Im Angesicht des Brexits stehen der deutschen Konjunktur bereits in diesem Jahr heftige Turbulenzen ins Haus, warnt der BDI. „Wir können froh sein, wenn sich das aktuelle Niveau der Industrieproduktion in Deutschland aufrechterhalten lässt“, sagte BDI-Präsident Dieter Kempf Anfang April auf der Hannover-Messe. Der Verband rechnet gerade noch mit einer schwarzen Null bei diesem fürs Industrieland Deutschland richtungweisenden Wert.
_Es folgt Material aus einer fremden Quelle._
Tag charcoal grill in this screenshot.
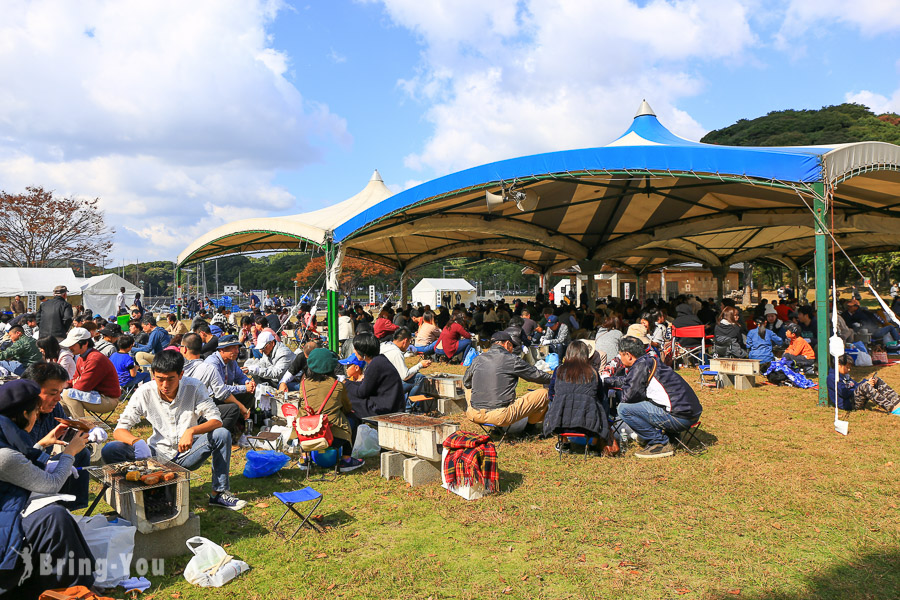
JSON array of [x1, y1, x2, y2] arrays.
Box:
[[363, 413, 459, 461], [422, 373, 465, 400], [96, 458, 192, 534]]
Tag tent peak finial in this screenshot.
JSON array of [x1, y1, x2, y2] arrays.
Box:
[[635, 100, 656, 118], [370, 169, 383, 182]]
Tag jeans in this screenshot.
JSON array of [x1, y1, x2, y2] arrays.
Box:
[[409, 340, 438, 355], [101, 427, 233, 492], [403, 373, 429, 412], [122, 371, 151, 390], [435, 338, 471, 360], [617, 400, 696, 447], [46, 447, 91, 510], [0, 360, 24, 375], [873, 325, 900, 344]]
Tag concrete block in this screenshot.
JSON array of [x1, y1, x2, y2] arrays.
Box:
[[380, 451, 405, 480], [437, 396, 466, 415], [719, 373, 756, 390], [131, 512, 200, 565], [402, 457, 441, 487]]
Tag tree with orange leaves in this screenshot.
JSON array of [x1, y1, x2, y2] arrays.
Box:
[[294, 255, 396, 295]]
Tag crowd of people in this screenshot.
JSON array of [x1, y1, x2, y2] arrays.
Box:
[[2, 280, 899, 594]]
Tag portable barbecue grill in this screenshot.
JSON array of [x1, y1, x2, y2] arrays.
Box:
[[422, 373, 466, 400], [95, 458, 192, 534], [363, 413, 459, 461]]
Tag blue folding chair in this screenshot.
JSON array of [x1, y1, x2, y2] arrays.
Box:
[[272, 487, 324, 539]]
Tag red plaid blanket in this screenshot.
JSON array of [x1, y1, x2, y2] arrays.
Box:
[[442, 432, 498, 493]]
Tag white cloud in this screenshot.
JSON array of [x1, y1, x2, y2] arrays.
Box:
[[0, 0, 350, 260], [376, 0, 756, 174], [845, 89, 900, 114], [777, 0, 900, 41]]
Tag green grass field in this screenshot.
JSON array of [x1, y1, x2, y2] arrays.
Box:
[[83, 360, 900, 600]]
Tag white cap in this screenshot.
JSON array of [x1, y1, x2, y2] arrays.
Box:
[[60, 327, 92, 348], [255, 331, 276, 350]]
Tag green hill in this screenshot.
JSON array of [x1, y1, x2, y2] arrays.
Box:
[[700, 103, 900, 146]]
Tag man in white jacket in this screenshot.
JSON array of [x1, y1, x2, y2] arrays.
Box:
[[243, 331, 295, 387]]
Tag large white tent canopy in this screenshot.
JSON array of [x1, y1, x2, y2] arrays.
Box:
[[0, 268, 81, 297]]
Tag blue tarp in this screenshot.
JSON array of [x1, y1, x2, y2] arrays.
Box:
[[333, 112, 834, 243]]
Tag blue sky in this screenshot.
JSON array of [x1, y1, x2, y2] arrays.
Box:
[[0, 0, 898, 263]]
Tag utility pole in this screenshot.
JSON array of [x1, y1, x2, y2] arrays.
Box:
[[215, 259, 219, 300]]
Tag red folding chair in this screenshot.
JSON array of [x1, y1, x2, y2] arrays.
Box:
[[671, 325, 712, 369]]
„Im Falle des ungeordneten Ausstiegs der Briten aus der EU droht im laufenden Jahr ein Rückfall auf nur noch 0,7 Prozent Zuwachs des Bruttoinlandsprodukts“, betonte der BDI-Präsident. Zuletzt hatte der Industrieverband 1,2 Prozent Wachstum für 2019 prognostiziert.
Bei den deutschen Waren- und Dienstleistungsausfuhren rechnet der BDI für das laufende Jahr mit einem realen Plus von nur noch 1,5 Prozent. Zum wiederholten Mal wachsen die heimischen Importe rascher als die Exporte, was die Konjunktur bremst.
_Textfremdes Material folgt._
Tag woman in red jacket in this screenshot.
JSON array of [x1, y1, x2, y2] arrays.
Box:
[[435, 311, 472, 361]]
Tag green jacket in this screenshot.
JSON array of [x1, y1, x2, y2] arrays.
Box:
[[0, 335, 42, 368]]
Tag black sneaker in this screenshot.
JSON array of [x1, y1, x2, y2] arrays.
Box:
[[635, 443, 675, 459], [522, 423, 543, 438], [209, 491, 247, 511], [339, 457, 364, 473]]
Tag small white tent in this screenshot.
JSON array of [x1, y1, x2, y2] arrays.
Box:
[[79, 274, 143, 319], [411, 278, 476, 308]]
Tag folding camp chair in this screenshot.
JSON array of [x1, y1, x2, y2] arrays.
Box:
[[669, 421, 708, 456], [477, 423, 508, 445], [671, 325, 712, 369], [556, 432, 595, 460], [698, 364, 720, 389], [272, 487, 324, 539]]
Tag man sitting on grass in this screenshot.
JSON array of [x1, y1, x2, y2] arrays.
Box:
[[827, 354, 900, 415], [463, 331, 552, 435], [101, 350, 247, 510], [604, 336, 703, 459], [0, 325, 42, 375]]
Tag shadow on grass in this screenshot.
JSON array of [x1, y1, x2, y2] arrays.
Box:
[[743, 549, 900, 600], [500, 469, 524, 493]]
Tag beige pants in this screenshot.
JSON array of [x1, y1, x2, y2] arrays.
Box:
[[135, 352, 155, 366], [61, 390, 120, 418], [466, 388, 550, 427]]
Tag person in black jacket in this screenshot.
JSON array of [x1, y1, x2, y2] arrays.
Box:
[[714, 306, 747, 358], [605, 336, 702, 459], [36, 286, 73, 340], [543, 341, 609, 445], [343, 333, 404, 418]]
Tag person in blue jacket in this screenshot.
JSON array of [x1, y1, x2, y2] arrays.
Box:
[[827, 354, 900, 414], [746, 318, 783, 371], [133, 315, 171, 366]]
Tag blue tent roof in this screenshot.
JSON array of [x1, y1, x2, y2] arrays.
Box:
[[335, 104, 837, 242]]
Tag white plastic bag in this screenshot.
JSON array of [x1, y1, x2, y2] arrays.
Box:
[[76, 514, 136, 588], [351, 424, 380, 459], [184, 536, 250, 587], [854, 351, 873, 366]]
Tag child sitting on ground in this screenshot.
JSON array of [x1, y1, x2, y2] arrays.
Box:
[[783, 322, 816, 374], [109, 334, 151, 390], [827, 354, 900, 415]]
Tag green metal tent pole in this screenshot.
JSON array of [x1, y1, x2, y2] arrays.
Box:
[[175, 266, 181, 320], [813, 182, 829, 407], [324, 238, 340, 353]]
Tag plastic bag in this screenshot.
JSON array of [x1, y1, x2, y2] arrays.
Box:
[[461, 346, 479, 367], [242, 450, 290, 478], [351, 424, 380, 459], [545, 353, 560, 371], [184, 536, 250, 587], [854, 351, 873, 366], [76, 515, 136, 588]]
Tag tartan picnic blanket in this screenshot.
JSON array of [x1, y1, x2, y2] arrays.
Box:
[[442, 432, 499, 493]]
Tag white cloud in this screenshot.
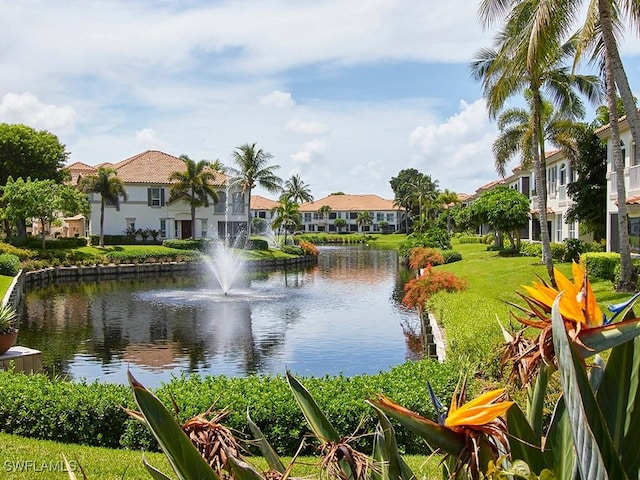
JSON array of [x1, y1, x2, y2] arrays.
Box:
[[284, 118, 330, 135], [0, 92, 76, 134], [291, 139, 329, 164], [410, 99, 499, 194], [135, 128, 168, 150], [259, 91, 295, 108]]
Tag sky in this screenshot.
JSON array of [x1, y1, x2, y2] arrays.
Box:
[[0, 1, 639, 201]]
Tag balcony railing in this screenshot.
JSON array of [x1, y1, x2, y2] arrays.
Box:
[[631, 165, 640, 191]]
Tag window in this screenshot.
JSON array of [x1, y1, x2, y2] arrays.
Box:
[[214, 191, 226, 213], [304, 213, 312, 222], [633, 143, 638, 166], [258, 211, 266, 219], [349, 212, 357, 219], [556, 221, 562, 242], [376, 212, 384, 222], [232, 192, 244, 214], [126, 219, 136, 231], [147, 188, 165, 207], [559, 163, 566, 185], [160, 220, 167, 238], [621, 141, 627, 166], [568, 220, 576, 239], [386, 213, 394, 222]]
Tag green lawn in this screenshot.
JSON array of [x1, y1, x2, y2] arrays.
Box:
[[0, 432, 442, 479]]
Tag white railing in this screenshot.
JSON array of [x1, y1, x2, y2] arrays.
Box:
[[630, 165, 640, 191]]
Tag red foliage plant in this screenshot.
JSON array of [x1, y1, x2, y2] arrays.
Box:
[[408, 247, 444, 270], [299, 240, 319, 256], [402, 266, 467, 310]]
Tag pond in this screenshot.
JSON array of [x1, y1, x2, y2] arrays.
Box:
[[18, 246, 422, 388]]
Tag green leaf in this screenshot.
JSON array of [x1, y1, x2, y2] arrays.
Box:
[[246, 408, 286, 474], [596, 335, 640, 478], [545, 397, 576, 479], [370, 407, 417, 480], [527, 363, 551, 438], [285, 371, 340, 443], [579, 318, 640, 356], [366, 397, 465, 457], [127, 370, 220, 480], [226, 456, 266, 480], [506, 402, 547, 474], [143, 454, 173, 480], [551, 295, 628, 480]]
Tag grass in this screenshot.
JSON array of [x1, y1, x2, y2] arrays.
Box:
[[0, 432, 442, 479]]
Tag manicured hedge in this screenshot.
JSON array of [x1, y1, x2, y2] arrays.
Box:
[[0, 359, 466, 455], [0, 254, 20, 276], [162, 239, 213, 251], [582, 252, 620, 281]]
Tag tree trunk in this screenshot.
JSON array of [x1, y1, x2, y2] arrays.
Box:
[[16, 218, 27, 243], [600, 14, 637, 291], [99, 201, 105, 248], [601, 0, 640, 170], [532, 88, 555, 286]]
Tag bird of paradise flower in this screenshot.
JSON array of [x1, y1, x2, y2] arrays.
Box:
[[369, 379, 513, 480], [501, 261, 640, 385]]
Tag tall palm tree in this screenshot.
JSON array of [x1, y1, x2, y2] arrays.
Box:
[[473, 0, 600, 285], [228, 143, 283, 238], [356, 210, 372, 235], [79, 166, 128, 248], [270, 197, 301, 245], [437, 188, 461, 234], [282, 174, 313, 204], [317, 205, 332, 226], [574, 0, 640, 290], [168, 155, 220, 239]]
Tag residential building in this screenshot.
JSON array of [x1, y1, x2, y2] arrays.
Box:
[[298, 194, 402, 233], [66, 150, 247, 240], [596, 112, 640, 252], [250, 195, 280, 234]]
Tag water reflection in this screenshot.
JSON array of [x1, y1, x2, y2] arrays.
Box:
[[20, 246, 422, 387]]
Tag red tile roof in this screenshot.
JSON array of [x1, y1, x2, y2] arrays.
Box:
[[251, 195, 280, 210], [299, 194, 397, 212], [65, 150, 227, 186]]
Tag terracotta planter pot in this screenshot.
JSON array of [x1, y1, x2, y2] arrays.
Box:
[[0, 330, 18, 355]]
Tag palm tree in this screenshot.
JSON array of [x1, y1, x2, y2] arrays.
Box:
[[282, 174, 313, 204], [437, 188, 461, 234], [473, 0, 600, 285], [356, 210, 372, 235], [406, 174, 440, 233], [317, 205, 332, 226], [574, 0, 640, 290], [79, 166, 128, 248], [270, 197, 301, 245], [228, 143, 283, 238], [168, 155, 220, 239]]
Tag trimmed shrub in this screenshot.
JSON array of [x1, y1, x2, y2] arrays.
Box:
[[0, 242, 34, 260], [563, 238, 586, 263], [457, 236, 483, 244], [549, 242, 567, 261], [162, 239, 212, 252], [0, 360, 466, 455], [519, 242, 542, 257], [0, 254, 20, 276], [90, 235, 137, 246], [440, 250, 462, 264], [613, 259, 640, 290], [247, 238, 269, 251], [280, 245, 304, 256], [582, 252, 620, 281]]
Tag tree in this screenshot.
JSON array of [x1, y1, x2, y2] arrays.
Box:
[[1, 177, 90, 249], [405, 174, 440, 233], [168, 155, 220, 239], [270, 197, 301, 246], [282, 174, 313, 204], [473, 1, 600, 285], [317, 205, 332, 226], [436, 188, 460, 233], [471, 185, 530, 250], [334, 217, 347, 233], [565, 123, 607, 240], [79, 167, 128, 248], [356, 210, 372, 234], [228, 143, 283, 239], [0, 123, 70, 240], [390, 168, 421, 233]]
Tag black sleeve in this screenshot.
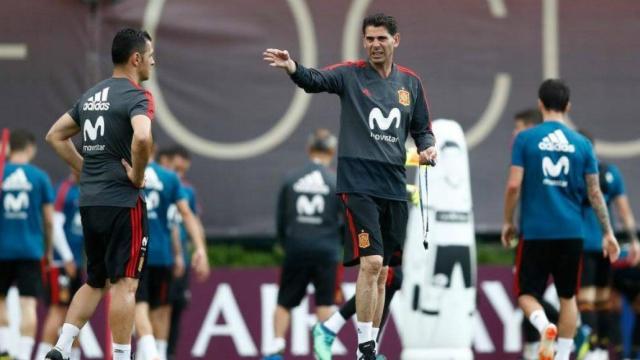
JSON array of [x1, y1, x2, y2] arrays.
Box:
[[67, 99, 81, 126], [289, 62, 346, 95], [410, 81, 435, 152], [275, 183, 288, 244], [129, 90, 155, 120]]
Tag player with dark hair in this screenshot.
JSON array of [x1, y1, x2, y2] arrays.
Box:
[[44, 28, 155, 360], [502, 79, 619, 360], [0, 129, 55, 360], [513, 109, 543, 137], [264, 13, 436, 359], [263, 129, 343, 359]]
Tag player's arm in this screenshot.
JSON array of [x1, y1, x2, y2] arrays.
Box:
[[45, 114, 83, 173], [586, 174, 619, 261], [123, 115, 152, 188], [176, 199, 210, 281], [410, 81, 437, 165], [612, 194, 640, 264], [171, 224, 185, 278], [42, 204, 55, 265], [501, 166, 523, 248], [52, 211, 78, 278], [263, 48, 345, 94]]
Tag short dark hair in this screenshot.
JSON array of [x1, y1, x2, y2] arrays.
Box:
[[514, 109, 542, 126], [308, 129, 337, 153], [9, 129, 35, 152], [170, 145, 191, 160], [156, 147, 174, 161], [362, 13, 398, 36], [538, 79, 570, 112], [111, 28, 152, 65]]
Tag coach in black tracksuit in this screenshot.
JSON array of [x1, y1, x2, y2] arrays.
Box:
[[263, 129, 343, 358], [264, 13, 437, 359]]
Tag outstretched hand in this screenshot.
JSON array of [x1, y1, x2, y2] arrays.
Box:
[[263, 48, 296, 74]]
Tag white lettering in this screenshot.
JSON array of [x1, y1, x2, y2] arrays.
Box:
[[296, 194, 324, 216], [4, 191, 28, 212], [542, 156, 570, 177], [369, 107, 401, 130], [192, 283, 257, 356], [83, 116, 105, 141]]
Der Brexit halte die deutsche Industrie unter Anspannung. „Mit der Fristverlängerung für den selbstgewählten Abschied der Briten aus der EU setzt sich die kraftraubende Unsicherheit für unsere Unternehmen fort“, sagte Kempf. Ob die kommenden Tage zu einem geordneten Ausstieg führen, dürfe bezweifelt werden. „Es besteht die Gefahr, dass die britische Politik ein weiteres Mal auf Kosten der Wirtschaft teuer Zeit erkauft – ohne die Rechnung verantworten zu wollen“, kritisierte der BDI-Präsident.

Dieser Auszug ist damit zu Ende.